In the call to haplo.score, the sim.control parameter is a list of parameters that control the simulations. This list is created by this function, score.sim.control, making it easy to change the default values.

Usage

score.sim.control(p.threshold=0.25, min.sim=1000, max.sim=20000.,verbose=FALSE)

Value

A list of the control parameters:

p.threshold

As described above

min.sim

As described above.

max.sim

As described above

verbose

As described above

Arguments

p.threshold

A paremeter used to determine p-value precision from Besag and Clifford (1991). For a p-value calculated after min.sim simulations, continue doing simulations until the p-value's sample standard error is less than p.threshold * p-value. The dafault value for p.threshold = 1/4 corresponds approximately to having a two-sided 95% confidence interval for the p-value with a width as wide as the p-value itself.
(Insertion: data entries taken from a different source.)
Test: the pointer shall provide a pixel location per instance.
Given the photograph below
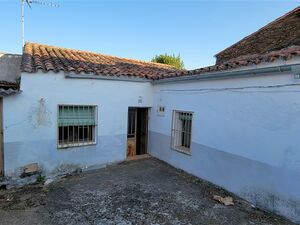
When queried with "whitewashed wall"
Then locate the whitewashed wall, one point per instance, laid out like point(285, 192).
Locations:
point(30, 120)
point(245, 140)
Therefore, simulations are more precise for smaller p-values. Additionally, since simulations are stopped as soon as this criteria is met, p-values may be biased high.

min.sim

The minimum number of simulations to run. To run exactly min.sim simulations, set max.sim = min.sim. Also, if run-time is an issue, a lower minimum (e.g. 500) may be useful, especially when doing simulations in haplo.score.slide.

max.sim

The upper limit of simulations allowed. When the number of simulations reaches max.sim, p-values are approximated based on simulation results at that time.

verbose

Logical, if (T)rue, print updates from every simulation to the screen. If (F)alse, do not print these details.

Details

In simulations for haplo.score, employ the simulation p-value precision criteria of Besag and Clifford (1991). The criteria ensures both the global and the maximum score statistic simulated p-values be precise for small p-values. First, perform min.sim simulations to guarantee sufficient precision for the score statistics on individual haplotypes. Then continue simulations as needed until simulated p-values for both the global and max score statistics meet precision requirements set by p.threshold.

References

Besag, J and Clifford, P. "Sequential Monte Carlo p-values." Biometrika. 78, no. 2 (1991): 301-304.

See Also

haplo.score

Examples

Run this code
# it would be used in haplo.score as appears below
#
# score.sim.500 <- haplo.score(y, geno, trait.type="gaussian", simulate=T, 
#                sim.control=score.sim.control(min.sim=500, max.sim=2000)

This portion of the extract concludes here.